Representing the different physiology of acute pneumonia lung infections as compared to chronic CF and NCFB respiratory infections, a novel cocktail is in development for the clinical indication of pneumonia. Armata has deployed its extensive clinical isolate collection and phage library to identify a candidate phage cocktail, AP-PA03, that is undergoing manufacturing with a regulatory filing expected in 2022 or 2023.
Target Market and Medical Need
P. aeruginosa is consistently recognized as among the most dangerous and difficult-to-treat pathogens associated with significant impacts on health, quality of life, and economic burden. Pseudomonas is particularly problematic for CF patients given that their compromised lung function leads to chronic infections. CF affects over 30,000 people in the U.S. (70,000 people worldwide) with approximately 1,000 new diagnoses per year. Outcomes for people with CF have improved significantly in recent years through early screening, the development and use of CFTR modulators, and other therapies. However, people with CF still suffer significant morbidity and mortality due to pulmonary infection with P. aeruginosa. Chronic P. aeruginosa infections occur in 55% of CF patients by age 25, and are strongly associated with worsening lung function, frequent pulmonary exacerbations, and increased mortality. In 2018, the median survival age was 47 years. Regular standard-of-care antibiotics treatments often fail to completely eradicate the pathogen, and the problem is further complicated by rising rates of antibiotic resistance due to a growing number of multidrug-resistant isolates emerging, particularly with long term use. Hence the need for more effective therapies, ideally with a different mechanism of action compared to traditional antibiotics, for the treatment of chronic P. aeruginosa infection. GlobalData projects that total antibiotic sales in the CF market will exceed $400 million in 2020.
In addition to CF lung infections, Armata has begun charting the appropriate clinical and regulatory paths for other respiratory infections with high unmet medical need, such as non-cystic fibrosis bronchiectasis (NCFB). NCFB is a chronic respiratory disease affecting more than 110,000 people in the U.S. and 200,000 people in Europe, characterized by recurrent respiratory infections that lead to a vicious cycle of impaired mucociliary clearance, chronic infection, bronchial inflammation, and progressive lung function loss. P. aeruginosa is the most prevalent pathogen responsible for these recurrent infections. It is found in approximately 30% of cases and is associated with enhanced disease progression, including poorer lung function and lower quality of life, more frequent exacerbations, increased hospitalizations, and higher mortality. NCFB patients frequently become chronically colonized with multidrug-resistant strains of P. aeruginosa because of the need for repeated courses of antibiotic treatment. There are currently no approved inhaled antibiotics for the treatment of NCFB patients with chronic P. aeruginosa respiratory infections.

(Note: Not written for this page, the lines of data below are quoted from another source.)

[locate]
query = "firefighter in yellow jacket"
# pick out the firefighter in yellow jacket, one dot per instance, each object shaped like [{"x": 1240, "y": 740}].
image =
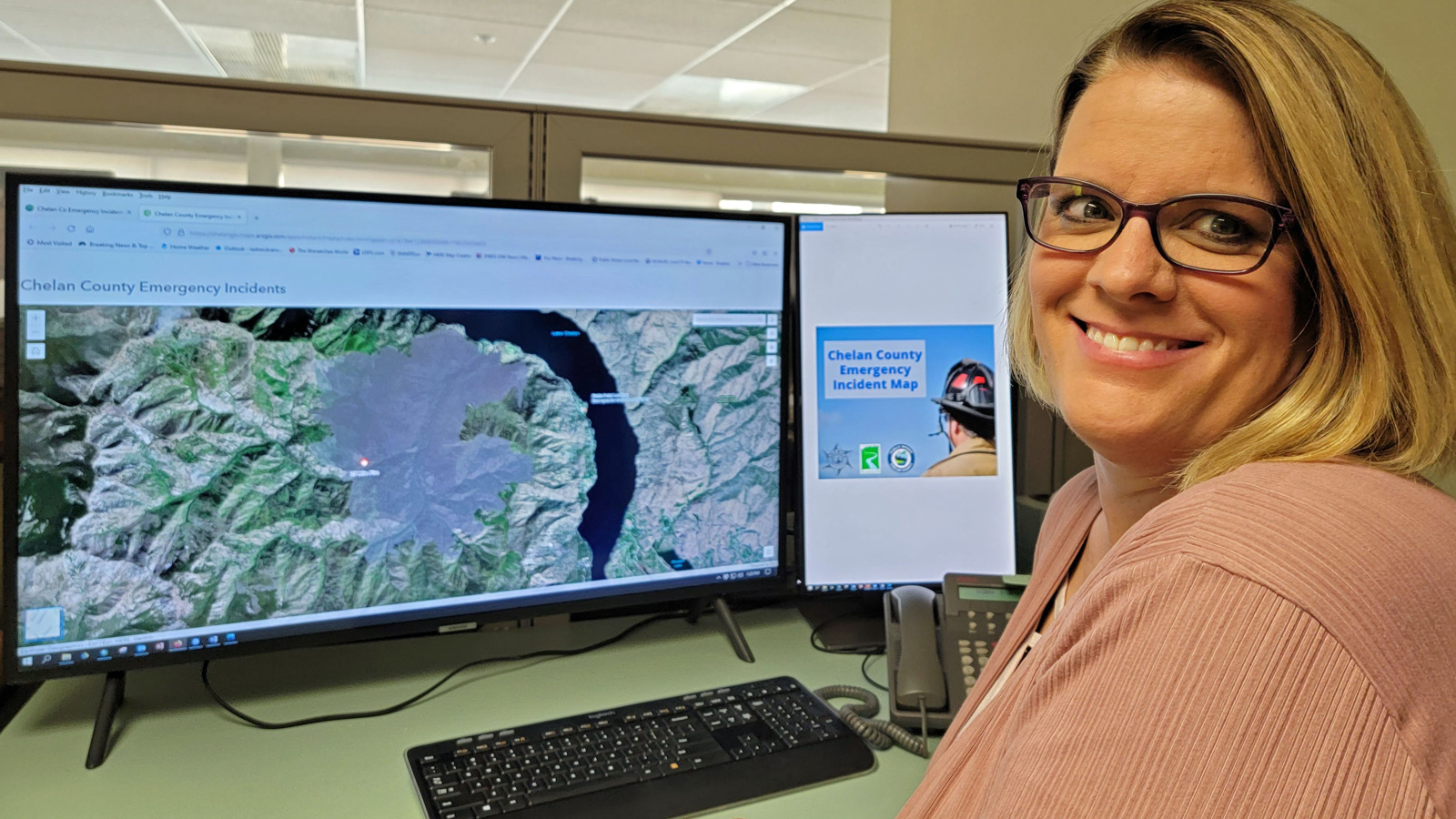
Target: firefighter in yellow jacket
[{"x": 968, "y": 420}]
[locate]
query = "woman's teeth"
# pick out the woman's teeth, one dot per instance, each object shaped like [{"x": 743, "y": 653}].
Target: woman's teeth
[{"x": 1128, "y": 343}]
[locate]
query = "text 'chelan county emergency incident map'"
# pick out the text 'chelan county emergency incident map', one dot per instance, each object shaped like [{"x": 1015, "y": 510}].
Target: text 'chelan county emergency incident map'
[{"x": 186, "y": 468}]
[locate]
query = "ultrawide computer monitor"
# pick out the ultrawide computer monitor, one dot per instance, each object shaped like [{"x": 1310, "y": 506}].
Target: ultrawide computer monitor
[
  {"x": 907, "y": 436},
  {"x": 245, "y": 419}
]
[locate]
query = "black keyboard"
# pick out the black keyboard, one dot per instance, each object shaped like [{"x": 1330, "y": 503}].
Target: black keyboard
[{"x": 645, "y": 761}]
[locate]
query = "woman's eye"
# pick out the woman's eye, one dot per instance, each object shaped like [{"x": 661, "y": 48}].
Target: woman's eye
[
  {"x": 1222, "y": 227},
  {"x": 1085, "y": 208}
]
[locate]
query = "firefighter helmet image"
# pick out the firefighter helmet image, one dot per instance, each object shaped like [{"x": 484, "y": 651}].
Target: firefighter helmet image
[{"x": 967, "y": 420}]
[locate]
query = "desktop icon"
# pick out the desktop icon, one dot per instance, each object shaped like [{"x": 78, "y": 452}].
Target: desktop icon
[
  {"x": 870, "y": 460},
  {"x": 902, "y": 458}
]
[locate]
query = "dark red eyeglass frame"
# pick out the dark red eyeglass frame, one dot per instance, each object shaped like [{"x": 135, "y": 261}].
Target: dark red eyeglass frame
[{"x": 1283, "y": 219}]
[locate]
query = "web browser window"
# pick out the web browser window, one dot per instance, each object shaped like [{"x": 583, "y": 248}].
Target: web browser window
[
  {"x": 907, "y": 462},
  {"x": 254, "y": 416}
]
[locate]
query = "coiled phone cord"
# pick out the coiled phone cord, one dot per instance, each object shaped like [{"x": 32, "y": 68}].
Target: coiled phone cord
[{"x": 878, "y": 733}]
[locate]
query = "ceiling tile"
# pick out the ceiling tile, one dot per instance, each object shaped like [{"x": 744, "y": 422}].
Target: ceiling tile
[
  {"x": 517, "y": 12},
  {"x": 715, "y": 96},
  {"x": 689, "y": 22},
  {"x": 133, "y": 60},
  {"x": 877, "y": 9},
  {"x": 429, "y": 33},
  {"x": 596, "y": 87},
  {"x": 313, "y": 18},
  {"x": 817, "y": 34},
  {"x": 440, "y": 73},
  {"x": 743, "y": 65},
  {"x": 826, "y": 109},
  {"x": 616, "y": 53},
  {"x": 873, "y": 80},
  {"x": 126, "y": 25}
]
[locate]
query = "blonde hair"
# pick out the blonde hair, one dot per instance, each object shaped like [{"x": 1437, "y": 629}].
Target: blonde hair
[{"x": 1376, "y": 234}]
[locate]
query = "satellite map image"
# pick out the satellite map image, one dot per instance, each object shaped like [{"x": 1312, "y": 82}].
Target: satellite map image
[{"x": 186, "y": 467}]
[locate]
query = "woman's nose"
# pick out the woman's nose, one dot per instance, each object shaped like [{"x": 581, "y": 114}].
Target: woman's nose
[{"x": 1132, "y": 268}]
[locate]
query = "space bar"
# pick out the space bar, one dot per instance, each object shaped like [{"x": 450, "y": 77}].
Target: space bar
[{"x": 584, "y": 787}]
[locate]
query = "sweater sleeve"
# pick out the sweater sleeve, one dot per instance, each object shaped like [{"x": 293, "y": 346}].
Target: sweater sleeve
[{"x": 1184, "y": 690}]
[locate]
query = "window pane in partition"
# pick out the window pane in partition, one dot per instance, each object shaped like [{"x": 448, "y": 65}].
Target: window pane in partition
[
  {"x": 228, "y": 157},
  {"x": 730, "y": 187}
]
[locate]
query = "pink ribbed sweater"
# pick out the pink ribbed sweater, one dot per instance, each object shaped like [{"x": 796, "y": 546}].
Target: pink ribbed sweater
[{"x": 1274, "y": 643}]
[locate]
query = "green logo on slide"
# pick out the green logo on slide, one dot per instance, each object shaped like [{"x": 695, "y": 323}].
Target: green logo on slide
[{"x": 870, "y": 460}]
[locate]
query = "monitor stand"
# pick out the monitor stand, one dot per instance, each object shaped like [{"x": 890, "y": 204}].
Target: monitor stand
[
  {"x": 848, "y": 624},
  {"x": 111, "y": 698},
  {"x": 740, "y": 644}
]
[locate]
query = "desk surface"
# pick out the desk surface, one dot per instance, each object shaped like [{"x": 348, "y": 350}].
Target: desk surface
[{"x": 177, "y": 753}]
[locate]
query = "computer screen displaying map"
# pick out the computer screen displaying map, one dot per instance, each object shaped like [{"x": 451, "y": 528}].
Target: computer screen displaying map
[{"x": 244, "y": 417}]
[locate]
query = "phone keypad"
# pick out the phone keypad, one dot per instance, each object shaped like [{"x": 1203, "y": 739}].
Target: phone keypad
[{"x": 975, "y": 649}]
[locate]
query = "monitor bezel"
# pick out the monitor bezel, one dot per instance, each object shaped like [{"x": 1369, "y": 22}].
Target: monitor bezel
[
  {"x": 781, "y": 583},
  {"x": 801, "y": 584}
]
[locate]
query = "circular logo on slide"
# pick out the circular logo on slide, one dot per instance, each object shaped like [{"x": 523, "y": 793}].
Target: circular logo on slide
[{"x": 902, "y": 458}]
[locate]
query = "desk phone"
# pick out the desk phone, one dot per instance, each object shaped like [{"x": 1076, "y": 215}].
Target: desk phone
[{"x": 936, "y": 644}]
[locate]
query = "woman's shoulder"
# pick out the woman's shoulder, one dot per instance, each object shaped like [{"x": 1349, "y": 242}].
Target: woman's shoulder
[
  {"x": 1349, "y": 513},
  {"x": 1369, "y": 555}
]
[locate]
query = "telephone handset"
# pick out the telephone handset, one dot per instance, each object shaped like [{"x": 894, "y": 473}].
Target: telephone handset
[{"x": 936, "y": 644}]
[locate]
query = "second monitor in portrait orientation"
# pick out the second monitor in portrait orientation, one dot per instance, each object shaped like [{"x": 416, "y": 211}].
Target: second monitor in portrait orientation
[{"x": 906, "y": 399}]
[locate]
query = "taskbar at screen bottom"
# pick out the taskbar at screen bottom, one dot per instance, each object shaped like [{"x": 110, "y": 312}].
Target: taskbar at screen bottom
[
  {"x": 851, "y": 588},
  {"x": 96, "y": 656}
]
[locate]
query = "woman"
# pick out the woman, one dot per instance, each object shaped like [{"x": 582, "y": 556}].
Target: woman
[{"x": 1249, "y": 605}]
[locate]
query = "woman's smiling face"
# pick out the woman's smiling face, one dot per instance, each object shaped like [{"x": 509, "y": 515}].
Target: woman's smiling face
[{"x": 1150, "y": 363}]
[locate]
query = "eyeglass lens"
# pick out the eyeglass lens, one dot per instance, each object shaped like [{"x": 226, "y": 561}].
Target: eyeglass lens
[{"x": 1201, "y": 234}]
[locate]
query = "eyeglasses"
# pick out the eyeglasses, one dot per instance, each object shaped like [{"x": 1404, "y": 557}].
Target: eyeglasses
[{"x": 1201, "y": 232}]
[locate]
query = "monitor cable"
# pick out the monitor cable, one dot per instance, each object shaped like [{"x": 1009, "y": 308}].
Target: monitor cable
[
  {"x": 878, "y": 733},
  {"x": 546, "y": 653}
]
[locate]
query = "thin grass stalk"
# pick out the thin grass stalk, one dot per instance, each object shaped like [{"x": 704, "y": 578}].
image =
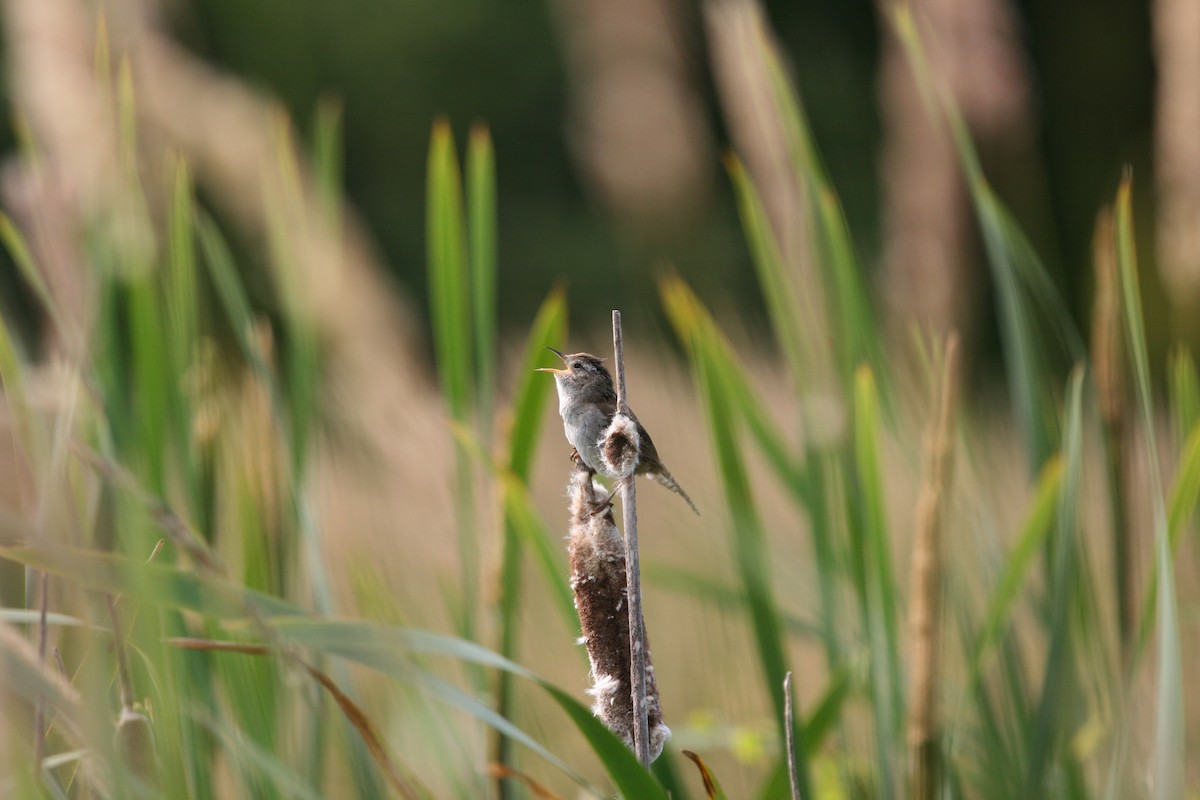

Hospital-acquired pneumonia and ventilated-associated pneumonia is one of the most common causes of death among all hospital‐acquired infections, with approximately 300,000 hospitalization each year in the U.S. due to Pseudomonas. Infection with Pseudomonas results in mortality rates ranging as high as 35‐50%, drives considerable healthcare costs, and accounts for around 50% of all intensive care unit antibiotics.